This paper studies extreme values in infinite moving average processes $X_t = \sum_\lambda c_{\lambda - t} Z_\lambda$ defined from an i.i.d. noise sequence $\{Z_\lambda\}$. In particular this includes the ARMA-processes often used in time series analysis. A fairly complete extremal theory is developed for the cases when the d.f. of the $Z_\lambda$'s has a smooth tail which decreases approximately as $\exp\{- z^p\}$ as $z \rightarrow \infty$, for $0 < p < \infty$, or as a power of $z$. The influence of the averaging on extreme values depends on $p$ and the $c_\lambda$'s in a rather intricate way. For $p = 2$, which includes normal sequences, the correlation function $r_t = \sum_\lambda c_{\lambda - t}c_\lambda/\sum_\lambda c^2_\lambda$ determines extremal behavior while, perhaps more surprisingly, for $p \neq 2$ correlations have little bearing on extremes.
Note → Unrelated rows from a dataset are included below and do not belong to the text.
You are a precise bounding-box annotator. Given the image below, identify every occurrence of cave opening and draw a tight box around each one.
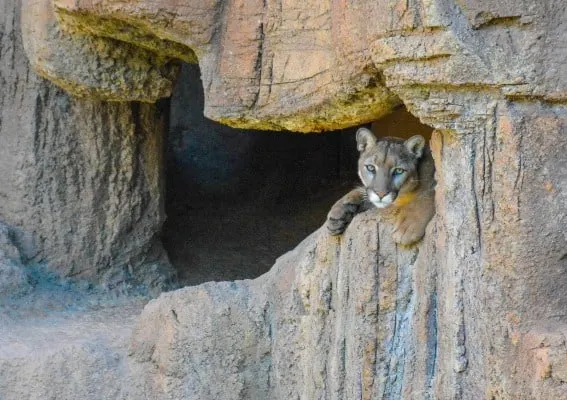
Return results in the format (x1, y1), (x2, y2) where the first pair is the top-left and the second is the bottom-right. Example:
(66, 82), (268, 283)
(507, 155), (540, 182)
(162, 64), (432, 286)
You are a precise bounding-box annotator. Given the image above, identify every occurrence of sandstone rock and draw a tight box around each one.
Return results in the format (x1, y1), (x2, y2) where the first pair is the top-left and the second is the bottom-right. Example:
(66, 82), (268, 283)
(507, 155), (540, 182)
(22, 0), (178, 102)
(20, 0), (567, 132)
(0, 0), (172, 291)
(0, 303), (144, 400)
(131, 216), (422, 400)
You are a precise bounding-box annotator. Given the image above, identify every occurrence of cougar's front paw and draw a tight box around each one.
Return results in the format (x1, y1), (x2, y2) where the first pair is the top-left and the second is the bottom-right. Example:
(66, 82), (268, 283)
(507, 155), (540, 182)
(392, 218), (425, 246)
(326, 202), (356, 235)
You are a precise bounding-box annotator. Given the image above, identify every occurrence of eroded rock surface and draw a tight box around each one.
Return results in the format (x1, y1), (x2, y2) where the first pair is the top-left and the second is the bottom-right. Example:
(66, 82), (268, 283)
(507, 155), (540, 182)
(20, 0), (567, 132)
(0, 0), (172, 291)
(131, 216), (426, 399)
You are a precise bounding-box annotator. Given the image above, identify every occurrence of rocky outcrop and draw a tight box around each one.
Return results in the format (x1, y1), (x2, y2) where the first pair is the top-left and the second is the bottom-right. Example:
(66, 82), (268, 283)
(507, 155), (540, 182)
(4, 0), (567, 400)
(131, 216), (422, 400)
(0, 0), (172, 291)
(24, 0), (567, 132)
(127, 98), (567, 400)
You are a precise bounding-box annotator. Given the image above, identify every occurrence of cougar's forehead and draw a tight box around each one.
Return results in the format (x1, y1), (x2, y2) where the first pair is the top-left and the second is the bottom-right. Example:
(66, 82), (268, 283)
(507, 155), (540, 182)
(361, 141), (413, 168)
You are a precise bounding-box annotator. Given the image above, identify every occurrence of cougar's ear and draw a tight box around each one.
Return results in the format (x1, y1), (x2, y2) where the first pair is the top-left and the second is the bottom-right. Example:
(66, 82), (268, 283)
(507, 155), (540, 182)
(356, 128), (376, 153)
(404, 135), (425, 158)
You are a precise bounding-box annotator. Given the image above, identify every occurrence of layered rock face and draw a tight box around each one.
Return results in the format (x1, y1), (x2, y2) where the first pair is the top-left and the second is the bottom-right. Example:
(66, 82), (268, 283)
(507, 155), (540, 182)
(0, 0), (172, 290)
(4, 0), (567, 400)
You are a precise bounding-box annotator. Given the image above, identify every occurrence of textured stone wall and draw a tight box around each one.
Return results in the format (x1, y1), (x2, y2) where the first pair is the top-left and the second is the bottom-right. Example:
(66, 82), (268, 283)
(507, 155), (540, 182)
(0, 0), (171, 290)
(2, 0), (567, 400)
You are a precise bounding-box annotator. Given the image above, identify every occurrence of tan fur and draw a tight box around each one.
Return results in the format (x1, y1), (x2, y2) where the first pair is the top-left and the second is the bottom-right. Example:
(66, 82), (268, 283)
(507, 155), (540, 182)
(327, 128), (435, 246)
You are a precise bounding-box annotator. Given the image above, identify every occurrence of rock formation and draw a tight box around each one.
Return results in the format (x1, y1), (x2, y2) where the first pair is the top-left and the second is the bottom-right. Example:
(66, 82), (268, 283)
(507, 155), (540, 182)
(0, 0), (567, 400)
(0, 0), (173, 291)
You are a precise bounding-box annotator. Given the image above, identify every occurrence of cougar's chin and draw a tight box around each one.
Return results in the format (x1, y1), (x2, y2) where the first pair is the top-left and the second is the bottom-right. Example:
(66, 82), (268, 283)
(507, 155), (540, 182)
(367, 189), (396, 208)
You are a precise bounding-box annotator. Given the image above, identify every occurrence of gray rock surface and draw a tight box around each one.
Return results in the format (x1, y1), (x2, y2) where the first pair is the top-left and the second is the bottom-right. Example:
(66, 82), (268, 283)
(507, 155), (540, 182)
(131, 216), (422, 400)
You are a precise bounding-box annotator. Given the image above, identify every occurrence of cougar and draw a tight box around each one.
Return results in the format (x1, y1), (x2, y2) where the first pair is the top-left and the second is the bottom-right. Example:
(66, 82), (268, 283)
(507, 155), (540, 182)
(326, 128), (435, 246)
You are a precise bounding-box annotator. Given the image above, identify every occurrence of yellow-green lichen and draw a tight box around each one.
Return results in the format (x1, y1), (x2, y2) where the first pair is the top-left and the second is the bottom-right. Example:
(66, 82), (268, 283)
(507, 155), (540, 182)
(215, 86), (401, 133)
(56, 8), (197, 64)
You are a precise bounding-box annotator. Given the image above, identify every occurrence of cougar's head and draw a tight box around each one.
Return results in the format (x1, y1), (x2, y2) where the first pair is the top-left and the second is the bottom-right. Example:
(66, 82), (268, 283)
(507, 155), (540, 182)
(356, 128), (425, 208)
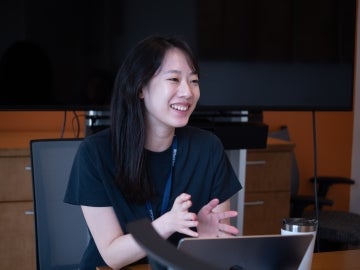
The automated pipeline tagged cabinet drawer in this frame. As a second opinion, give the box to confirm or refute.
[0,202,36,270]
[0,150,33,201]
[244,192,290,235]
[245,151,291,192]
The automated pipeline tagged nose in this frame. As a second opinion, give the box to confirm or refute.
[179,81,193,98]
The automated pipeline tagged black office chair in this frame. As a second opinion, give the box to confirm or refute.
[269,126,360,251]
[30,139,90,270]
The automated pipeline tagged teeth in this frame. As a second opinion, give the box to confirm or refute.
[171,104,189,111]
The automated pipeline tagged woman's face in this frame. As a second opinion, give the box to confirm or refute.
[140,48,200,131]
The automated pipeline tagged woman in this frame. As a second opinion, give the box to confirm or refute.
[65,36,241,269]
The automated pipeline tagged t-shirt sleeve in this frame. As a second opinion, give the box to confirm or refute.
[64,140,111,207]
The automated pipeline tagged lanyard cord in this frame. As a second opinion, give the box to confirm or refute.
[146,136,177,221]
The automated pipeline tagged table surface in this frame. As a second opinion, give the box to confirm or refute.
[97,249,360,270]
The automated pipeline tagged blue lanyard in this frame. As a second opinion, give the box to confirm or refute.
[146,136,177,220]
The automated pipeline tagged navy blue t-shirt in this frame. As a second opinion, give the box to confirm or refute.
[64,126,242,269]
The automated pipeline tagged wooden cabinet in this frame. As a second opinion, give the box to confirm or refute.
[0,149,36,270]
[243,138,294,235]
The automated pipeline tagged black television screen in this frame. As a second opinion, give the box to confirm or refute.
[0,0,356,111]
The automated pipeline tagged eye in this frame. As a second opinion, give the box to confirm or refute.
[191,79,199,84]
[167,77,179,82]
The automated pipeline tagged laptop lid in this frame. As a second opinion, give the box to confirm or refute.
[178,235,312,270]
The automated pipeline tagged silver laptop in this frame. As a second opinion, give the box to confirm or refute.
[178,235,312,270]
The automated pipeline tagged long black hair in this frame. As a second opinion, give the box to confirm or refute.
[111,36,199,203]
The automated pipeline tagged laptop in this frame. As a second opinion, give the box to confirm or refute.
[178,234,313,270]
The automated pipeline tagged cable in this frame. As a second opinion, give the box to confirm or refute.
[312,111,320,252]
[60,110,66,139]
[71,111,80,138]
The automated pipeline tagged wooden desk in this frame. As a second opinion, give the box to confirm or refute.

Further, the sample paths of $\{X_t\}$ near extreme values asymptotically assume a specific nonrandom form, which again depends on $p$ and $\{c_\lambda\}$ in an interesting way. One use of this latter result is as an informal quantitative check of a fitted moving average (or ARMA) model, by comparing the sample path behavior predicted by the model with the observed sample paths.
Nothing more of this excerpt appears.